A game designer received the threat of a lawsuit for his digital replica of a subway station over of security concerns for the station and potential copyright infringement in the subway maps.
The game, Counter Strike: Global Offensive, is created by Valve Corporation and uses open source software that allows its users to create their own level, or “scene”, for the game. Diego Liatis and Frederic Denis, independent game designers from Montreal, Canada, spent nine months creating a new scene for the game. The level design was for a major Montreal game competition taking place March 1st, 2nd, and 3rd of this year. Liatis and Denis’s scene was a replica of the Berri-UQAM subway station in Montreal, recreated with the help of the Montreal transit authority. However, close to the completion of his level for the game, Liatis received a cease-and-desist letter from the Montreal transit authority telling him not to publish the scene and that they would pursue legal action if it went public.
The cease and desist letter threatens a lawsuit on two grounds. First, if the design gave away private footage of areas that unable to be seen by a normal commuter using the train, then that footage could possibly be used to cause harm to the station. Second, if the scene violated any intellectual property rights (e.g., copyrights and trademarks) of any company that may be advertising on the trains or in the station itself, then the letter states claims likely to succeed. However, the letter did not come from the company who owned the products in the advertisements. The letter came from the Montreal transit authority so the second grounds of the lawsuit would not apply . There is the possibility of a third issue involving train maps. The trains and train stations in Montreal have maps that are trademarked by the Montreal transit authorities.

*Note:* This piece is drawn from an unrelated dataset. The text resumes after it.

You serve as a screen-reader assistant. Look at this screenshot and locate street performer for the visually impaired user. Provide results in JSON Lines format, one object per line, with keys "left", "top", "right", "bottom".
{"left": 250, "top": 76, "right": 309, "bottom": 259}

All of these claims are weak. A major flaw in the claim that the depiction poses security risks is that the in-game scene does not depict anything a normal commuter is unable to see upon entering the station and thus the scene does not reveal any secrets. Because terrorist threats and activity are a current and vivid issue, a game depicting terrorist and weapons fighting in a known subway station may cause a panic. The panic may stem from commuters feeling that art may one day imitate life and that something terrible could happen in the train station similar to what the game depicts. Regardless, this is a video game and numerous companies depict real world areas in their games. Thus, this scene does not raise unique security risks or topics warranting the ban of a game’s scene.
The intellectual property issues discussed earlier are the stronger claims by the Montreal transit authority. Again, the developers may avoid them if they replace all signs and pictures with fictional maps and signs. Liatis alleges that during the nine months it took to create the level, he was in contact with the Montreal transit authority on the designs. This may be an implied license issue in favor of Liatis. An implied license refers to an unwritten license that permits a party (the licensee) to do something that would normally require the express permission of another party (the licensor). If the Montreal transit authority did help Liatis with his design, were aware of what he was doing, and gave him the impression they were comfortable with the use of the subway for nine months, Liatis may have an implied license. Liatis has not confirmed whether he plans to release his level to public yet.